Mort d’un commis voyageur

Dossier : Arts, Lettres et SciencesMagazine N°530 Décembre 1997Par : Arthur MILLERRédacteur : Philippe OBLIN (46)

Les Nord-Amé­ri­cains sont des gens péné­trés d’efficacité. Comme tels, ils prennent la vie au sérieux et leur culture est tout impré­gnée de cette optique. Leur créa­tion lit­té­raire s’en res­sent : elle est plus sen­sible aux dure­tés de la condi­tion humaine qu’à ses cocas­se­ries. Si cette créa­tion peut être comique – Mark Twain, Woo­dy Allen, encore que l’humour de ce der­nier soit plus goû­té en Europe qu’outre- Atlan­tique – elle explose rare­ment dans la jubilation.

On n’y ren­contre ni de Molière ni de Pagnol et Panurge, San­cho Pan­ça ou Fal­staff n’ont pas de petit frère yan­kee, du moins à ma connaissance.

Les Amé­ri­cains pour­tant savent, ou plu­tôt ont su, déclen­cher le rire : Bus­ter Kea­ton, Lau­rel et Har­dy… Il ne s’agit cepen­dant pas alors de lit­té­ra­ture, c’est-à-dire d’un texte, mais de mime.

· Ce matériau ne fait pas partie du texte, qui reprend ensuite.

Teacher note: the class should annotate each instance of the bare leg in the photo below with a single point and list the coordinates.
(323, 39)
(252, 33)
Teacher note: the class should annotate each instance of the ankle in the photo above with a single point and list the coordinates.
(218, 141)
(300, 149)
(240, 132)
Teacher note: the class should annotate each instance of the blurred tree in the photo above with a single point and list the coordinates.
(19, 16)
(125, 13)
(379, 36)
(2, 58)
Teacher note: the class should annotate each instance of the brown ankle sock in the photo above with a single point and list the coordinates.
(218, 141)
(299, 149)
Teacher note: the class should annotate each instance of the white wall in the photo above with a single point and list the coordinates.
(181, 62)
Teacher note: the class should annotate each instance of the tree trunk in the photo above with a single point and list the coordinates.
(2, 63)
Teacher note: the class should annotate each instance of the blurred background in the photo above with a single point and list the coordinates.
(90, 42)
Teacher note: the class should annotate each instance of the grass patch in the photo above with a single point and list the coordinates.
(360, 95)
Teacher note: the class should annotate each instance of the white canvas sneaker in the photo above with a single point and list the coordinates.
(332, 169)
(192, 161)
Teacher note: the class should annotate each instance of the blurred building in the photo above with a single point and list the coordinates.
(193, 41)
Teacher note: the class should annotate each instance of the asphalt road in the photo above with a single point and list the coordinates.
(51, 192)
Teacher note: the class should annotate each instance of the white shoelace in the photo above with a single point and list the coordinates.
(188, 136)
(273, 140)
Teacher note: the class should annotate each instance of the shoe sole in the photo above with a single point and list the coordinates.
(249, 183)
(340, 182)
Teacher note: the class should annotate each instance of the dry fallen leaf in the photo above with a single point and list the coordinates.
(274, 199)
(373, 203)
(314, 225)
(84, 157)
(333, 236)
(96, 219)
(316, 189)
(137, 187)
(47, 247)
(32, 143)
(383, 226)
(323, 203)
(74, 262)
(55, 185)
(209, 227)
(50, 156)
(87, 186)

L’art du mime peut émou­voir autant que celui d’agencer des mots, mais ce n’est pas le même.

La créa­tion dra­ma­tique relève des deux : elle com­bine texte et ges­tuelle, ce que l’on entend et ce que l’on voit.

La mise en scène appar­tient à ce der­nier ordre. Et c’est là qu’après ces consi­dé­ra­tions spé­cu­la­tives je veux en venir. Une tour­née don­nait un soir de juillet bre­ton Mort d’un com­mis voya­geur, d’Arthur Mil­ler (1949), dans une mise en scène de Régis Santon.

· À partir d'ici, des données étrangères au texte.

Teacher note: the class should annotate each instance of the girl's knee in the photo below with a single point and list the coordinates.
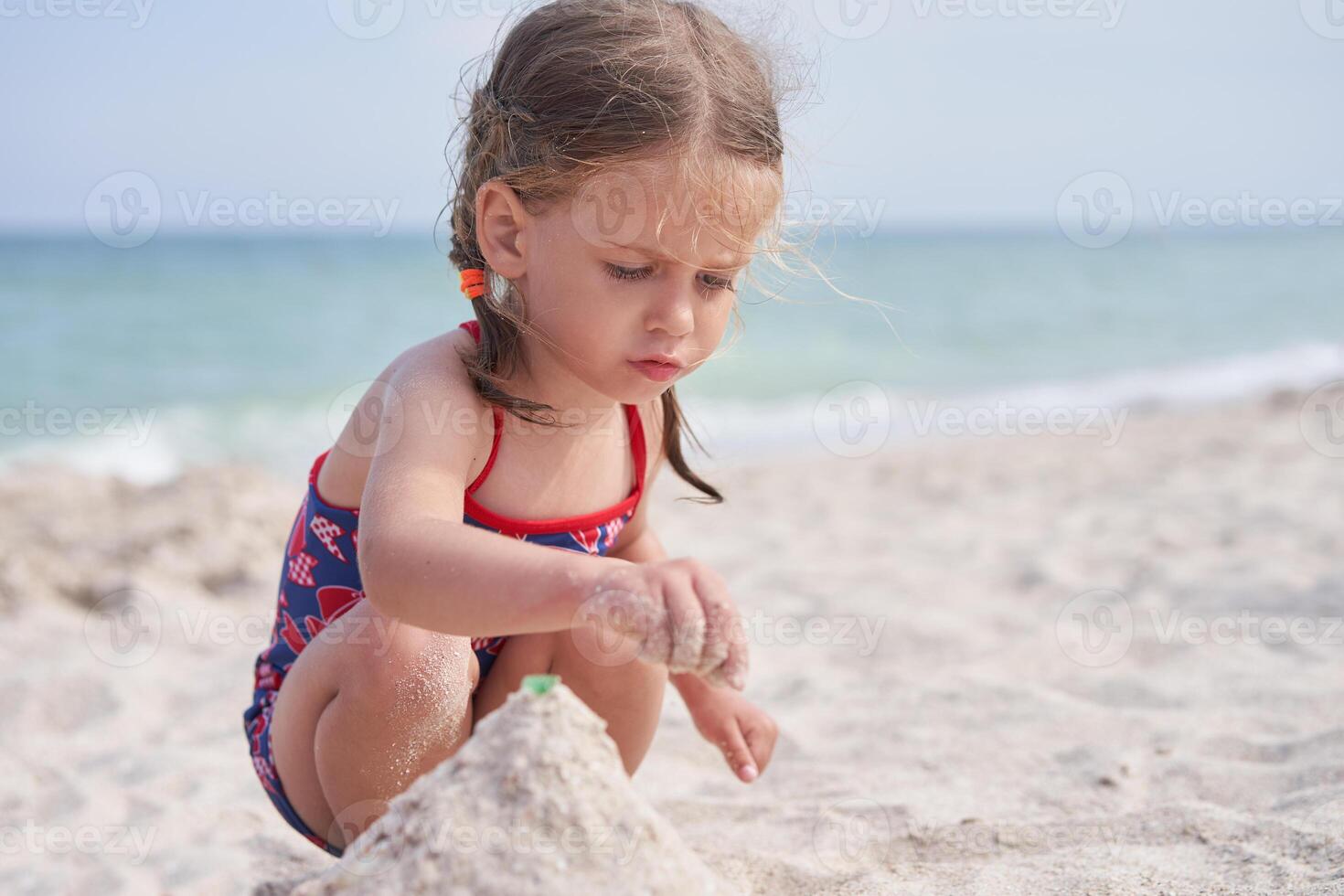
(391, 661)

Arthur Mil­ler – l’époux de Mary­lin Mon­roe, à ne pas confondre avec le por­no­graphe Hen­ry Mil­ler – y raconte l’histoire d’un repré­sen­tant de com­merce en chô­mage qui se sui­cide pour pro­cu­rer, par le mon­tant de son assu­rance décès, la seule valeur qui lui reste à ses propres yeux, des res­sources à sa femme et ses deux fils, l’un géné­reux mais vel­léi­taire, l’autre pares­seux et cynique.

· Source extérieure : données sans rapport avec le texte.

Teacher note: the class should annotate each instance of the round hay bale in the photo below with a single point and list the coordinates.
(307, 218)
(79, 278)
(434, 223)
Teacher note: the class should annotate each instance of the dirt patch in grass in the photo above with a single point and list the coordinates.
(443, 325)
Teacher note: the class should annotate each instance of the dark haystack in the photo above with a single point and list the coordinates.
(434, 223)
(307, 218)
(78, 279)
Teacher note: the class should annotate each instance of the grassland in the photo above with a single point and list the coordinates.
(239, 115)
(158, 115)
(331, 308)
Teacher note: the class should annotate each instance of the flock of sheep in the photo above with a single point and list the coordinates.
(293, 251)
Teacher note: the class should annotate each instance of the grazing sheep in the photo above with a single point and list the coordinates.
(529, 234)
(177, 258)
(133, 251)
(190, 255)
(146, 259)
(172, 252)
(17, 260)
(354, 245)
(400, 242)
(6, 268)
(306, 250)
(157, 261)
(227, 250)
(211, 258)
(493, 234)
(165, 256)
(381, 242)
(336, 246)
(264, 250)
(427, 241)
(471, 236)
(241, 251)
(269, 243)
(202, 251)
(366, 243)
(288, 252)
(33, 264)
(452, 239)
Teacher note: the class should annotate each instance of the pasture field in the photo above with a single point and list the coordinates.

Pour cor­ser ce sujet de soi peu foli­chon, l’auteur pra­tique de façon abon­dante le retour en arrière, moyen ciné­ma­to­gra­phique s’il en est, mais d’un manie­ment dif­fi­cile au théâtre. On n’y connaît pas le fon­du enchaî­né ou tel autre de ces pro­cé­dés aptes à mar­quer les sauts dans le temps, les pas­sages de la réa­li­té du pré­sent à l’embellissement du souvenir.

Il convient alors que la mise en scène, par exemple par des jeux de lumière, sou­ligne les ins­tants où l’on pénètre dans le domaine oni­rique du “ c’était le bon temps ”. Faute de quoi un spec­ta­teur à l’esprit lent – tout à fait mon genre – éprouve quelque peine à suivre l’action. Ce fut le cas. Avis aux met­teurs en scène, mais il en est sans doute peu qui lisent La Jaune et la Rouge.